The Circle is the spiritual center of the pow-wow and is blessed by a spiritual leader. Dancers are only allowed to enter the Circle from the east and travel in the same direction as the sun. The pow-wow singers sing in praise of the Creator; the drum serves as the heartbeat of the tribe. Together, the singers and drummers are called "the Drum."
The ceremony begins with the Grand Entry. This serves to honor the Creator and is a way for the dancers to greet each other. After the Grand Entry, there are songs and dances that honor veterans and the ancestors. The participants hold flags during the procession. These flags typically include the U.S. flags, tribal flags, and POW flags.
After the honoring of veterans, more people come to join the dance. Pow-wow organizers, tribal chiefs, princesses, and elders are some of the people who enter the Circle. After this section of the pow-wow, a prayer is spoken and the dancing continues. When the Round Dance is announced, everyone is invited to participate.
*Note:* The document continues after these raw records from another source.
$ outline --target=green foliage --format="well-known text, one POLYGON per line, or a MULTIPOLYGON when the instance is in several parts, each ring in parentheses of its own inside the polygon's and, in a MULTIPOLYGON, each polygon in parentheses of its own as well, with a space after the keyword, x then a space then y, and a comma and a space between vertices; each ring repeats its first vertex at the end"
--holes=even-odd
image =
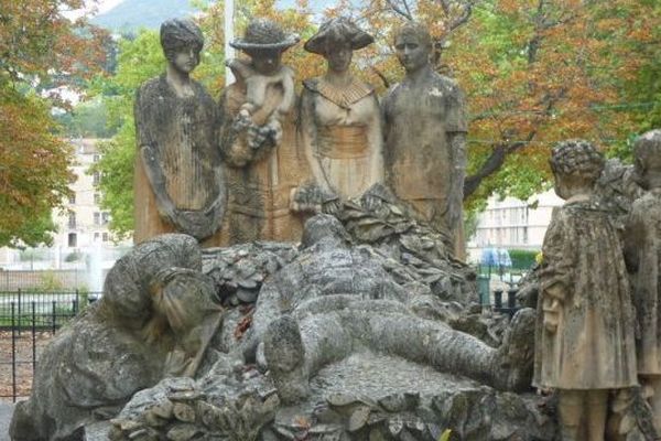
POLYGON ((72 111, 55 115, 67 138, 110 138, 116 130, 108 126, 108 108, 96 98, 78 104, 72 111))
POLYGON ((508 249, 508 252, 512 261, 512 268, 530 269, 534 266, 535 257, 540 251, 530 249, 508 249))

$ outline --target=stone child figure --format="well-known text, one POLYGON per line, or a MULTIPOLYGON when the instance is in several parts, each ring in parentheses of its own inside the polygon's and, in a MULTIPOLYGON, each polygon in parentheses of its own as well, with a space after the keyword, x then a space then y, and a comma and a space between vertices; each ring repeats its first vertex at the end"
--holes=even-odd
POLYGON ((218 245, 226 193, 215 138, 216 106, 189 77, 199 64, 203 43, 192 21, 164 22, 161 45, 166 72, 140 86, 136 96, 137 244, 178 232, 204 245, 218 245))
POLYGON ((561 142, 551 158, 555 192, 566 202, 542 248, 533 385, 559 390, 565 441, 603 441, 609 391, 637 384, 622 248, 592 194, 603 168, 603 155, 582 140, 561 142))
POLYGON ((228 165, 229 201, 224 245, 297 240, 302 222, 290 212, 290 193, 306 179, 295 142, 294 72, 282 53, 299 36, 254 19, 230 44, 249 60, 232 60, 237 82, 220 98, 220 150, 228 165))
POLYGON ((407 71, 382 101, 386 182, 464 256, 462 204, 466 170, 466 116, 457 84, 434 72, 432 40, 420 24, 394 37, 407 71))
POLYGON ((635 155, 636 174, 647 193, 631 207, 625 256, 640 326, 638 375, 651 395, 654 429, 661 433, 661 130, 638 138, 635 155))
POLYGON ((348 238, 337 218, 310 218, 300 256, 262 286, 243 354, 250 362, 263 354, 281 400, 304 399, 321 368, 366 348, 499 389, 529 388, 532 311, 514 318, 501 347, 489 347, 429 320, 422 305, 432 294, 397 284, 384 260, 348 238))
MULTIPOLYGON (((236 44, 236 43, 235 43, 236 44)), ((269 125, 274 128, 274 141, 279 143, 282 138, 281 120, 292 109, 296 97, 294 90, 294 72, 289 66, 280 66, 279 69, 273 72, 269 64, 256 63, 256 66, 251 66, 243 60, 231 60, 228 62, 228 66, 239 82, 246 83, 246 103, 240 107, 239 116, 245 119, 245 123, 250 122, 263 126, 269 125), (267 68, 266 68, 267 67, 267 68), (259 71, 261 69, 261 72, 259 71), (264 108, 267 101, 267 89, 269 87, 279 87, 282 89, 282 100, 275 107, 270 109, 269 115, 262 115, 261 119, 267 118, 263 121, 253 120, 253 115, 260 115, 259 110, 264 108), (260 122, 262 122, 260 125, 260 122)), ((248 143, 253 149, 259 148, 259 137, 256 137, 257 132, 251 131, 249 133, 248 143)))

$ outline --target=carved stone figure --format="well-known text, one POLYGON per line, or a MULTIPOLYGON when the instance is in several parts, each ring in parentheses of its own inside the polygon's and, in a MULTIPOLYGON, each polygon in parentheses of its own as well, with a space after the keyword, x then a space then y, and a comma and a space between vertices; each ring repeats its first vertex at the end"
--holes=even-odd
POLYGON ((294 72, 281 64, 296 44, 266 19, 252 20, 230 43, 250 61, 229 62, 237 83, 220 98, 220 148, 228 165, 224 245, 257 239, 297 240, 302 220, 290 211, 290 193, 306 179, 293 122, 294 72))
POLYGON ((609 391, 637 385, 622 248, 608 212, 592 198, 603 168, 602 154, 582 140, 560 143, 551 158, 566 203, 542 248, 533 385, 559 389, 563 440, 603 441, 609 391))
POLYGON ((305 42, 328 66, 323 77, 303 82, 297 127, 323 202, 359 196, 383 179, 379 104, 373 88, 349 69, 353 52, 372 41, 348 20, 333 19, 305 42))
POLYGON ((194 376, 221 310, 201 270, 199 247, 186 235, 161 235, 118 260, 101 299, 41 355, 12 440, 82 439, 85 424, 113 417, 138 390, 194 376))
POLYGON ((638 315, 638 375, 647 388, 654 428, 661 433, 661 130, 636 141, 636 174, 647 191, 633 202, 625 229, 638 315))
POLYGON ((532 314, 514 320, 514 331, 495 349, 427 320, 424 298, 431 293, 394 283, 383 261, 348 246, 347 233, 335 217, 307 220, 302 247, 294 261, 262 286, 245 351, 249 358, 257 351, 260 361, 263 349, 283 401, 305 398, 312 376, 359 347, 460 373, 500 389, 529 387, 532 366, 524 354, 525 347, 532 349, 525 337, 532 314))
POLYGON ((394 37, 407 76, 383 98, 386 180, 464 257, 466 116, 457 84, 430 64, 431 36, 405 24, 394 37))
POLYGON ((164 75, 144 83, 136 97, 133 239, 185 233, 218 245, 226 205, 225 176, 215 138, 216 106, 189 74, 204 40, 189 20, 161 25, 167 58, 164 75))

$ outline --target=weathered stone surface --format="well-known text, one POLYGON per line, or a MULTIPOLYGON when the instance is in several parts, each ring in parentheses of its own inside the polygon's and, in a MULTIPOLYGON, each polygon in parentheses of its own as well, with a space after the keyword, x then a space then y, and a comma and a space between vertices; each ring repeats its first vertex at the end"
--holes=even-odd
POLYGON ((295 201, 325 213, 383 181, 383 141, 379 103, 372 86, 354 77, 351 52, 373 39, 345 18, 332 19, 305 42, 326 58, 324 76, 303 82, 297 132, 319 192, 304 190, 295 201), (311 201, 319 196, 322 200, 311 201))
POLYGON ((564 141, 551 169, 566 203, 544 237, 534 385, 559 389, 563 439, 582 439, 583 430, 599 439, 608 389, 638 383, 629 281, 611 215, 594 197, 603 155, 586 141, 564 141))
POLYGON ((161 44, 166 72, 140 86, 136 97, 133 240, 185 233, 217 245, 227 195, 216 106, 189 78, 199 63, 202 31, 193 21, 170 20, 161 25, 161 44))
POLYGON ((464 95, 454 80, 430 65, 432 43, 426 29, 403 25, 395 34, 394 49, 407 75, 382 101, 387 183, 443 233, 453 254, 464 258, 464 95))

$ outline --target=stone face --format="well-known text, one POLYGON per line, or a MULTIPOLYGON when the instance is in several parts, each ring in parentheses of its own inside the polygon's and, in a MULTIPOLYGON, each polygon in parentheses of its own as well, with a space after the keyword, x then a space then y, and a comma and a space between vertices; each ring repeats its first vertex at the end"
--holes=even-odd
POLYGON ((12 439, 64 439, 166 374, 194 375, 219 319, 201 269, 196 240, 185 235, 159 236, 122 257, 104 297, 44 349, 12 439))
POLYGON ((416 316, 409 309, 416 295, 397 284, 380 259, 347 246, 340 230, 332 216, 310 219, 304 237, 317 241, 304 240, 299 258, 260 292, 246 353, 259 352, 263 342, 281 398, 305 398, 308 378, 359 347, 462 373, 501 389, 529 386, 531 310, 519 313, 511 335, 494 349, 442 322, 416 316), (308 233, 316 228, 323 233, 308 233))
POLYGON ((171 20, 161 28, 161 41, 166 73, 144 83, 136 96, 133 238, 140 244, 163 233, 185 233, 214 245, 226 205, 216 106, 188 77, 199 63, 202 33, 191 21, 171 20), (184 65, 175 62, 181 54, 191 58, 184 65))
POLYGON ((219 104, 229 190, 221 244, 295 241, 302 222, 290 212, 290 193, 307 179, 307 169, 295 143, 294 73, 281 57, 297 39, 259 19, 234 44, 250 61, 230 63, 237 82, 219 104))
MULTIPOLYGON (((299 143, 312 178, 321 189, 316 201, 333 209, 334 197, 346 201, 383 180, 379 104, 373 88, 350 73, 350 52, 372 39, 346 19, 324 23, 305 50, 323 55, 326 74, 303 82, 299 108, 299 143)), ((314 192, 300 192, 301 205, 315 205, 314 192)))
POLYGON ((386 181, 398 197, 444 233, 448 248, 463 258, 464 95, 454 80, 431 67, 425 29, 404 25, 394 46, 407 76, 382 101, 386 181))
POLYGON ((625 256, 639 327, 638 374, 651 394, 654 427, 661 433, 661 130, 642 135, 635 152, 635 171, 644 194, 633 202, 626 220, 625 256))

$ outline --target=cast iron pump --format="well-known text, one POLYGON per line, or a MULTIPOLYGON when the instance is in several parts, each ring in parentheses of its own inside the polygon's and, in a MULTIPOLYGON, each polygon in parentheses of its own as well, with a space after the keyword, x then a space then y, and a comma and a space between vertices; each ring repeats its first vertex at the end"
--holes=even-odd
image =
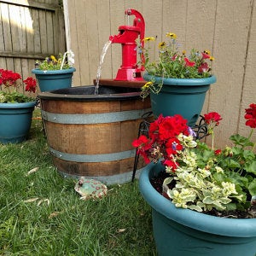
POLYGON ((119 33, 110 36, 112 44, 122 44, 122 65, 118 70, 114 80, 142 81, 142 71, 143 67, 138 67, 137 62, 137 44, 135 40, 140 37, 141 44, 143 47, 145 35, 145 22, 143 15, 133 9, 125 11, 125 15, 135 15, 133 26, 119 26, 119 33))

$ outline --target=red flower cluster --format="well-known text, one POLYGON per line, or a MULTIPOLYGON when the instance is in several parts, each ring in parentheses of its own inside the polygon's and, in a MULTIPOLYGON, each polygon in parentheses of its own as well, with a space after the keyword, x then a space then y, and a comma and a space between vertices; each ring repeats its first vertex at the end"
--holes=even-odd
POLYGON ((189 134, 187 120, 181 115, 159 118, 150 124, 148 137, 142 135, 132 143, 137 148, 137 154, 141 154, 146 163, 156 162, 163 159, 163 164, 175 171, 178 164, 173 161, 173 155, 183 149, 183 146, 177 139, 179 134, 189 134))
POLYGON ((244 118, 247 119, 246 125, 256 128, 256 104, 250 104, 250 108, 246 108, 244 118))
MULTIPOLYGON (((17 80, 21 79, 21 76, 18 73, 14 73, 11 70, 0 69, 0 85, 5 87, 17 87, 17 80)), ((29 92, 36 92, 37 80, 32 77, 28 77, 23 80, 26 84, 25 90, 29 92)))
POLYGON ((19 73, 11 70, 0 69, 0 84, 4 84, 6 87, 17 86, 17 80, 21 79, 19 73))
POLYGON ((26 91, 36 92, 37 88, 37 80, 32 77, 28 77, 26 80, 23 80, 23 83, 26 84, 26 91))
POLYGON ((211 123, 215 123, 215 126, 219 125, 219 121, 222 120, 220 114, 217 112, 210 112, 204 114, 206 123, 210 125, 211 123))

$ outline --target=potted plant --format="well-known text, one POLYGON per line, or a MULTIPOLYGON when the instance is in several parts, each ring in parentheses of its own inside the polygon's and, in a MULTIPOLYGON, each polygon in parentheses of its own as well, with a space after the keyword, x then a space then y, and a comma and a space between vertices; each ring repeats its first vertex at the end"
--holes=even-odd
MULTIPOLYGON (((194 126, 202 109, 210 84, 216 82, 210 63, 214 60, 209 50, 192 49, 188 55, 179 51, 175 33, 166 33, 166 42, 158 44, 159 60, 150 61, 150 42, 155 38, 145 38, 144 47, 137 41, 142 63, 148 81, 142 87, 142 96, 150 94, 151 107, 157 118, 181 114, 194 126), (181 104, 181 102, 183 102, 181 104)), ((155 43, 154 43, 155 44, 155 43)), ((154 47, 154 49, 155 46, 154 47)))
POLYGON ((220 115, 212 112, 204 118, 212 147, 195 141, 180 115, 160 115, 150 124, 148 137, 133 142, 145 161, 152 162, 139 186, 153 209, 159 255, 254 256, 256 104, 246 109, 249 136, 231 136, 234 146, 223 150, 213 143, 220 115))
POLYGON ((69 50, 46 57, 43 61, 36 61, 36 68, 32 73, 36 75, 41 92, 49 91, 72 86, 72 78, 76 69, 74 54, 69 50))
POLYGON ((32 96, 18 92, 36 92, 37 81, 28 77, 20 83, 21 76, 11 70, 0 69, 0 143, 16 143, 24 141, 31 127, 36 100, 32 96))

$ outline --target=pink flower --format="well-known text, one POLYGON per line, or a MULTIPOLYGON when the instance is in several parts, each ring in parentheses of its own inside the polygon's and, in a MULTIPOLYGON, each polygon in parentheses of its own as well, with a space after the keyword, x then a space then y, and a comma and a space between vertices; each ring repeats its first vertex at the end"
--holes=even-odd
POLYGON ((190 61, 188 58, 184 58, 186 67, 194 67, 195 62, 190 61))
POLYGON ((250 108, 246 108, 244 118, 247 119, 246 125, 256 128, 256 104, 250 104, 250 108))

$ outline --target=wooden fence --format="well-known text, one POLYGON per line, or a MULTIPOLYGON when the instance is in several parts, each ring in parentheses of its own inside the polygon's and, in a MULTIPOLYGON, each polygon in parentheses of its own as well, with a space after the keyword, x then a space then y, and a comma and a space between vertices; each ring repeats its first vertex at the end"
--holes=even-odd
MULTIPOLYGON (((185 49, 211 50, 218 82, 207 93, 203 113, 217 111, 223 117, 217 144, 224 146, 234 132, 247 134, 244 108, 256 102, 254 0, 64 2, 68 8, 69 44, 75 53, 76 85, 91 84, 104 44, 125 24, 125 10, 135 9, 144 17, 146 37, 157 35, 164 40, 166 32, 172 32, 185 49)), ((113 44, 102 78, 114 78, 120 64, 121 46, 113 44)))
POLYGON ((0 1, 0 68, 26 79, 32 76, 36 60, 65 49, 61 1, 0 1))

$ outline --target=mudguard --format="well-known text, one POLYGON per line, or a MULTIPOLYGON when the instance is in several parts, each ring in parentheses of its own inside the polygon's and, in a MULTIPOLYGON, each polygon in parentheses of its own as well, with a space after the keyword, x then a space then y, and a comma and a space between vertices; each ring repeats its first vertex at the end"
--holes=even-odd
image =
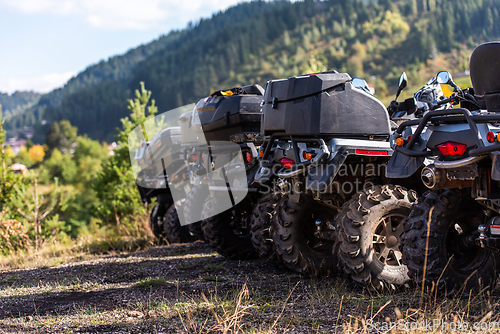
POLYGON ((339 150, 328 163, 309 168, 306 178, 306 189, 316 192, 325 190, 337 176, 340 167, 348 156, 347 150, 339 150))
POLYGON ((500 157, 493 155, 491 160, 491 178, 495 181, 500 181, 500 157))
POLYGON ((425 157, 410 157, 401 152, 394 152, 387 163, 385 176, 391 179, 404 179, 412 176, 424 163, 425 157))

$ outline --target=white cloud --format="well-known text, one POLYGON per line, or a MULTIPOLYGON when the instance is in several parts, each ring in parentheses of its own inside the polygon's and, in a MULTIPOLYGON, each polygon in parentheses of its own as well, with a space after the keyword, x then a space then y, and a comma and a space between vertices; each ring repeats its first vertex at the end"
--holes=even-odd
POLYGON ((169 21, 196 21, 242 1, 245 0, 0 0, 0 6, 32 15, 75 16, 99 29, 148 30, 170 26, 169 21), (207 8, 210 12, 206 12, 207 8))
POLYGON ((55 88, 62 87, 76 73, 51 73, 38 77, 0 78, 0 92, 12 94, 15 91, 33 90, 47 93, 55 88))

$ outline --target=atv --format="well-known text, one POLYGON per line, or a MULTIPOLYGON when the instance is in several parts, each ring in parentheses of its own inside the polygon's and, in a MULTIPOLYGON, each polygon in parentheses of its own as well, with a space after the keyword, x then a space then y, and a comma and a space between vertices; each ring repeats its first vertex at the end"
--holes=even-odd
POLYGON ((312 276, 340 267, 376 288, 404 284, 400 234, 417 193, 384 175, 391 122, 366 82, 336 71, 272 80, 262 111, 256 179, 276 175, 286 194, 272 226, 281 261, 312 276))
POLYGON ((186 223, 201 220, 205 241, 232 259, 266 258, 272 253, 270 208, 279 195, 268 194, 254 182, 262 143, 263 92, 259 85, 217 91, 196 104, 189 132, 182 131, 200 141, 193 147, 196 162, 190 166, 186 223))
POLYGON ((437 75, 454 93, 403 122, 391 142, 391 177, 419 174, 430 189, 412 208, 401 237, 409 276, 446 296, 481 291, 497 278, 500 251, 500 43, 470 57, 473 88, 461 90, 448 72, 437 75), (438 109, 447 103, 460 108, 438 109))
POLYGON ((177 187, 178 179, 186 175, 189 168, 180 144, 180 127, 164 128, 151 141, 141 141, 134 156, 135 163, 141 170, 137 174, 136 185, 142 202, 149 204, 156 197, 150 213, 151 230, 158 240, 166 240, 168 243, 185 243, 199 238, 181 226, 172 196, 171 187, 177 187), (167 168, 174 172, 166 175, 166 168, 159 168, 154 157, 169 157, 170 164, 167 168))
Powwows.com is a website that contains information about upcoming pow-wows in North America. People who attend pow-wows can view authentic ceremonies, listen to storytellers, purchase Native American crafts, and view demonstrations. They can sample different kinds of Native American food and learn about the culture of various tribes.
Visitors at a pow-wow should dress comfortably and be prepared to stay late. Wear good walking shoes and a hat for protection from the sun. It's also important to bring plenty of water to avoid dehydration since most pow-wows are held outside.